Eine Berlinerin verklagt ihren Arbeitgeber wegen Lohndiskriminierung. Die Verfassungsrichter sollen entscheiden. Doch statt Recht zu sprechen, tun sie: nichts.

Christine Dankbar | Frankfurter Rundschau

Diesmal sitzen die obersten Richter selbst auf der Anklagebank. © afp
  • Im Landgericht Karlsruhe wird deutsche Rechtsgeschichte geschrieben
  • Bundesverfassungsgericht sitzt auf der Anklagebank
  • Silke Kühne klagt auf Schadenersatz

In dem nüchtern wirkenden Saal des Landgerichts Karlsruhe deutet nichts darauf hin, dass dort deutsche Rechtsgeschichte geschrieben wird. Die Vorsitzende Richterin der Zivilkammer zehn, Monika Gruber, hat sonst mit Bauherren und -firmen zu tun. In dieser Woche aber sitzt das Bundesverfassungsgericht auf der Anklagebank, verklagt von einer Bürgerin. Es ist kein gutes Bild, das dieses Verfahren auf die Verfassungsrichter wirft.

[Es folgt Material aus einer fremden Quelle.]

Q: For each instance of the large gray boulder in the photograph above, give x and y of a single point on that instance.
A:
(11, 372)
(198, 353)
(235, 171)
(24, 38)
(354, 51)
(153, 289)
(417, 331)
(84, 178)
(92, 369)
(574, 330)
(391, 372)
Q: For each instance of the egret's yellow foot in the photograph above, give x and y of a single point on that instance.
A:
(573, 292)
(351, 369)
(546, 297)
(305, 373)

Offenbar findet auch die Vorsitzende Richterin, dass sie hier keinen alltäglichen Fall vor sich hat. „Ich finde es sehr verdienstvoll, dass Sie sich für diese Sache einsetzen, das sage ich jetzt mal als Frau“, meint Gruber vorab zu Rechtsanwalt Hans-Georg Kluge. Er ist gleichzeitig auch der Ehemann der Klägerin Silke Kühne, die auf Schadensersatz klagt, weil das Bundesverfassungsgericht ihre Verfassungsbeschwerde jahrelang verzögert hat. Sie ist selbst nicht aus Berlin angereist, weil sie nach dem jahrelangen zermürbenden Rechtsstreit krank geworden ist.